Question

How do you test for convergence for $\sum {\dfrac{{3n + 7}}{{2{n^2} - n}}}$ for $n$ is $1$ to infinity?

Answer 1

Hint : As we know that convergence in mathematics, is a property of approaching a limit when the variable in a function increases or decreases. It is exhibited by some of the infinite functions and series. In this question, we will break the parts in two and then solve it. We should know that if the larger series converges, then the smaller series also converges, and if the smaller series diverges, then the larger series diverges.

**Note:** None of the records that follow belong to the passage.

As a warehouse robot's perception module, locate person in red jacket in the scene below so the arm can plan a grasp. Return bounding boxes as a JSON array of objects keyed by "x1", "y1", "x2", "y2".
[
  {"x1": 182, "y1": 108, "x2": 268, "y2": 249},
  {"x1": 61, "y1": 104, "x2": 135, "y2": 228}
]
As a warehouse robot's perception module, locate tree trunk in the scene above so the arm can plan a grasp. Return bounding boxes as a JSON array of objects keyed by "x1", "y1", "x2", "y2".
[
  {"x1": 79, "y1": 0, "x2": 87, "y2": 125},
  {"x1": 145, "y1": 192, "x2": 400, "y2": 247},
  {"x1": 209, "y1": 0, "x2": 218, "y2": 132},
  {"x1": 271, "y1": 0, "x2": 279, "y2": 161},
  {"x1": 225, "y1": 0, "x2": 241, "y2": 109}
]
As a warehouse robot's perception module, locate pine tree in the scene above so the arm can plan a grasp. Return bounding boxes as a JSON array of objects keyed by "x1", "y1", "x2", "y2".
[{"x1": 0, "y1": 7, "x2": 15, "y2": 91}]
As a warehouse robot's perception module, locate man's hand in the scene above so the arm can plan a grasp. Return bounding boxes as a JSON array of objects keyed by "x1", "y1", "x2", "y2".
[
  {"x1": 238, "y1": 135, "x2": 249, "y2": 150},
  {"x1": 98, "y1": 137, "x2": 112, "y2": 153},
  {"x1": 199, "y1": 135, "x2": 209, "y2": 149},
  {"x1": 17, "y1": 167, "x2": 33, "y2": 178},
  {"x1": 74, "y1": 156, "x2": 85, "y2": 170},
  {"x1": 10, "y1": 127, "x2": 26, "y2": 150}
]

Complete step-by-step answer :
In the above question we can write
$\sum\limits_{n = 1}^\infty {\dfrac{{3n + 7}}{{2{n^2} - n}}}$ .
We will break the fraction into two parts with same denominators: $\sum\limits_{n = 1}^\infty {\dfrac{{3n}}{{2{n^2} - n}} + \sum\limits_{n = 1}^\infty {\dfrac{7}{{2{n^2} - n}}} }$ .
Now the first part i.e. $\sum\limits_{n = 1}^\infty {\dfrac{{3n}}{{2{n^2} - n}}}$ , we will take the constant part out: $3\sum\limits_{n = 1}^\infty {\dfrac{1}{{2n - 1}}}$ ,
By putting the value of $n = 1$ we have: $3\sum\limits_{n = 1}^\infty {\dfrac{1}{{2 \times 1 - 1}}} = 3\sum\limits_{n = 1}^\infty {\dfrac{1}{n}}$ ,( we can write $\dfrac{1}{1}$ as $\dfrac{1}{n}$ because $n = 1$ .)
Now moving to the second part we have $\sum\limits_{n = 1}^\infty {\dfrac{7}{{2{n^2} - n}}}$ , similarly by taking the constant part out we have $7\sum\limits_{n = 1}^\infty {\dfrac{1}{{2{n^2} - n}}}$ .
We can write this series converge as $\int\limits_1^\infty {\dfrac{{dn}}{{2{n^2} - {1^{}}}}} = \ln (\left| {2n - 1} \right|) - \ln (n){]^\infty }_0 = \ln (2)$ .
Hence we can write it as diverge $+$ converge $=$ diverge.

Note : We should know that if the limit of a sequence goes to $\pm$ infinity, then the sequence is said to be divergent. But the sequence converges if the limit as $n$ approaches infinity i.e. constant numbers like $0,\pi$ . Before solving this type of question we should be fully aware of the convergent and divergent series.